There’s almost zero levity to be had in “Only God Forgives,” from “Drive” director Nicolas Winding Refn, in which Gosling reprises his man-of-few-words persona. This time around, he’s a Bangkok-dwelling American named Julian who co-owns a boxing club with his brother Billy (Tom Burke) and spends his off-hours watching his favorite prostitute (Yayaying Rhatha Phongam) writhe around for him.

The gym is a front for the brothers’ drug-smuggling operation, but that’s not Billy’s undoing: It’s his murder of a teenage girl that gets him beaten to death by her vengeful dad, tipped off by a local retired police chief (Vithaya Pansringarm).

Perhaps beaten is the wrong word. Pulverized?

By the time the credits roll, this will seem like small potatoes. You’ll have also witnessed various men sliced open vertically; impaled in the arms, legs, eyes and ear; massacred with machine guns; having limbs amputated; being singed with boiling oil; and sticking a hand quasi-erotically into the sliced-open abdomen of a dead woman. It’s a level of gore even George R.R. Martin might gently suggest toning down.

Alerted to Billy’s death, mom Crystal (Kristin Scott Thomas, styled as Donatella Versace if she were a “Real Housewife”) comes blazing into Bangkok, her equally long nails, ponytail and cigarette trembling with villainous indignation. “My first son is dead!” she moans, Greek-tragically, though she’ll still deign to caress the biceps of her second son — and remark on his being less well-endowed than his big brother.

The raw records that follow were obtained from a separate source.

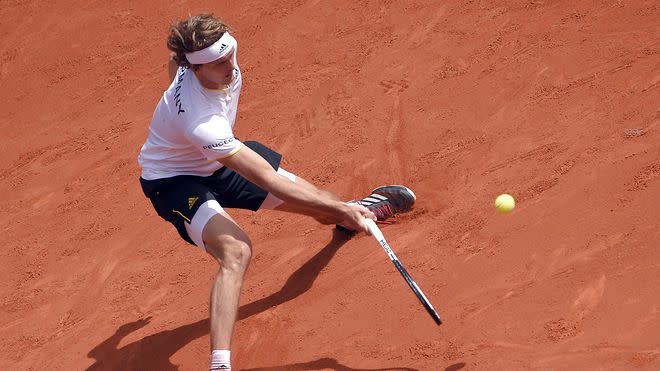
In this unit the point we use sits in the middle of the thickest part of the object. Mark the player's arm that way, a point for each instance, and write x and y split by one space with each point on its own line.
172 67
253 167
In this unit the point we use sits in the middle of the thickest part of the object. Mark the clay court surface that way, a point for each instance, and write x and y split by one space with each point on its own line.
554 102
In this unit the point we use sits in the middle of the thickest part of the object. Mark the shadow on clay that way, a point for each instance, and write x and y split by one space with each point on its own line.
153 352
325 363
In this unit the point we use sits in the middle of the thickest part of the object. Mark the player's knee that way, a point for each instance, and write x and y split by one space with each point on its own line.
232 253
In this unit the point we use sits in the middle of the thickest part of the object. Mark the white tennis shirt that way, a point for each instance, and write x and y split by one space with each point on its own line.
191 128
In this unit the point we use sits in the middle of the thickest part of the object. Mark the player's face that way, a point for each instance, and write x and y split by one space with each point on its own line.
219 73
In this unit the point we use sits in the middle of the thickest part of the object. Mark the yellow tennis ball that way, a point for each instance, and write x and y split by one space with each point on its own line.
504 203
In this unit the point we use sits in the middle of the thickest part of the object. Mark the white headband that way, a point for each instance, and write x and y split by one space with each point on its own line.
219 49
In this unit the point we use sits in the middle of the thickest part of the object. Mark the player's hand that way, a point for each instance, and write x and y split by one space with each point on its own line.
355 215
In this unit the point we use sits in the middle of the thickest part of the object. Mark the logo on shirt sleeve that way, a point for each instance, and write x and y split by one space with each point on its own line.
219 144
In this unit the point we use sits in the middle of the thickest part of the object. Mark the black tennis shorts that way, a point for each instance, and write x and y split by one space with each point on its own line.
177 199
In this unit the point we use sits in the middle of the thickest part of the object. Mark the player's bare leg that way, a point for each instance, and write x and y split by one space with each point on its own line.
232 248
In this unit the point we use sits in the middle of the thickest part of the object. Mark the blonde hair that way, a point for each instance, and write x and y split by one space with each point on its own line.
193 34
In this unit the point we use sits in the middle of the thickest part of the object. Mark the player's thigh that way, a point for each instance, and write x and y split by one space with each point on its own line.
224 239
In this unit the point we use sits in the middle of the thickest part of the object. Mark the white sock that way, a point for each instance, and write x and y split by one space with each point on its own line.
220 360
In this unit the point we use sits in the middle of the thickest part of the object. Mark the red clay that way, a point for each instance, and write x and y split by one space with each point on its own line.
554 102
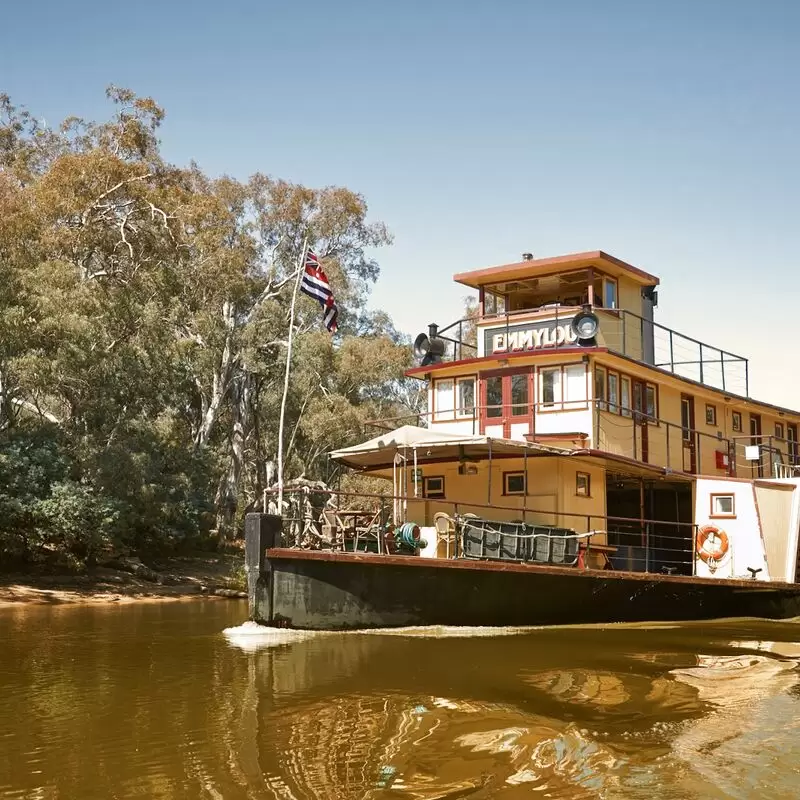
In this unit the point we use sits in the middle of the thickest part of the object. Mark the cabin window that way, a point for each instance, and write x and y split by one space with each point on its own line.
433 486
574 386
722 505
651 406
443 406
625 396
494 303
609 293
600 387
465 395
613 392
494 396
519 395
513 483
550 386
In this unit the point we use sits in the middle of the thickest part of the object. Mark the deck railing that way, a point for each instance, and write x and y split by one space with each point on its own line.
328 519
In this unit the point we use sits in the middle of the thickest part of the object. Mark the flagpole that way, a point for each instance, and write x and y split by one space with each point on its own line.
300 270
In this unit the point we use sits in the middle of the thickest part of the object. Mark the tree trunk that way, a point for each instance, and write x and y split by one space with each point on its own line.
228 491
221 381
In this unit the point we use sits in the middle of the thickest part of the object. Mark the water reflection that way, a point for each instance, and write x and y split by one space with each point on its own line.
155 702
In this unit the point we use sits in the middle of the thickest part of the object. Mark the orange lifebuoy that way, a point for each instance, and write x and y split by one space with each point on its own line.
719 540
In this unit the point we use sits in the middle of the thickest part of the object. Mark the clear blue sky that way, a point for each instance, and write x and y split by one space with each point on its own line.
665 133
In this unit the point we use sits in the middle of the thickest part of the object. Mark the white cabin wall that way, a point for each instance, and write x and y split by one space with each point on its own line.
775 505
746 545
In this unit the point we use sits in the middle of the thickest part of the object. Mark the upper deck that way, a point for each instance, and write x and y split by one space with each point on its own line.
528 307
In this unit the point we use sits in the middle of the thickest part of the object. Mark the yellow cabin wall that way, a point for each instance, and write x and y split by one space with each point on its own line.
551 498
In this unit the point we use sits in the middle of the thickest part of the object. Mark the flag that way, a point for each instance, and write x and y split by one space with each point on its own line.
315 284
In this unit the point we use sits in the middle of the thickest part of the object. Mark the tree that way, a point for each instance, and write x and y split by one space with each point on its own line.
146 318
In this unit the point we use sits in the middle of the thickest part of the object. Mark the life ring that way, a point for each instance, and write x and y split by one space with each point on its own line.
705 533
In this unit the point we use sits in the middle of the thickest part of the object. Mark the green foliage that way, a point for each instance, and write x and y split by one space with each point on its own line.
143 327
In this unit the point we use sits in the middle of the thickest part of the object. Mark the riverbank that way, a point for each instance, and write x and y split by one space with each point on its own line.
190 577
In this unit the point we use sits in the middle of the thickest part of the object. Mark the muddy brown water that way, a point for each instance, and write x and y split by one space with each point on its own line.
153 701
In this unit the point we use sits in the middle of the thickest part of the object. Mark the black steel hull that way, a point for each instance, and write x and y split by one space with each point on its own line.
336 591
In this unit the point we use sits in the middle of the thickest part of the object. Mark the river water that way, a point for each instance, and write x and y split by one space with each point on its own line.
153 701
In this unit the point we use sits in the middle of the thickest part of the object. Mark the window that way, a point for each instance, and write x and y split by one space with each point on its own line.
550 386
574 386
465 397
651 407
494 303
625 396
609 293
513 483
722 505
433 487
519 395
443 407
613 392
600 387
494 397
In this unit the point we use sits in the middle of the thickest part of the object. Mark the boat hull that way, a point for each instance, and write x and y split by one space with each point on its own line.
321 590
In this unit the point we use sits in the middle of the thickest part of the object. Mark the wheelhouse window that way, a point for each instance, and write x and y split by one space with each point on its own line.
494 396
465 397
514 483
651 403
443 399
610 293
494 303
549 387
433 486
625 396
613 392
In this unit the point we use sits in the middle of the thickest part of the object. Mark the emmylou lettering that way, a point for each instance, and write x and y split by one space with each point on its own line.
533 339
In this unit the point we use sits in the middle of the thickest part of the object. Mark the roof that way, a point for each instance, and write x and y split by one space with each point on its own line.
547 266
380 452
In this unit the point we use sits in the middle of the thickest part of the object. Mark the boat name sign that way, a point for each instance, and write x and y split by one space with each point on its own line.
530 336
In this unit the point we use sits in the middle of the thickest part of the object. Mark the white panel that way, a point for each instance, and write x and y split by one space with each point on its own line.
465 427
519 429
564 422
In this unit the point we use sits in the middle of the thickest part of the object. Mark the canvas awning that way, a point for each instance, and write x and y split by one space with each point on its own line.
426 444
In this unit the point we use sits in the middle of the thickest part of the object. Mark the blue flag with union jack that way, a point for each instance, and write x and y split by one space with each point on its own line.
315 284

Thomas’ dragon-lady act is the best thing going in “Only God Forgives”; she’s a welcome reprieve from the wearying onslaught of violence-as-high-art that’s defined Refn’s career. What makes it high art? The fact that it happens really slowly, I think, or that it’s interspersed with patience-testing camera pans of wallpaper.

Refn has said this film is about “a man who wants to fight God,” but as far as I can see, it’s about a man who can’t get it up (and raised by a mother like that, no wonder). Julian’s antagonist is the retired cop, a single-minded righteous-killing machine who’s dead set on weeding out corruption around town, ninja style. Now here’s a guy who knows what to do with his sword.

The cop is also a big hit on the karaoke circuit, where he tends to pop up after one of his stints meting out justice. It’s a surreal motif that suggests early David Lynch, minus the funny. And the funny was what elevated Lynch’s creations from being mere cruelty fetishism.

The innovation of Refn’s latest is mostly just in the way it manages to merge gory and boring. At least it’s created a new movie adjective for me: goring.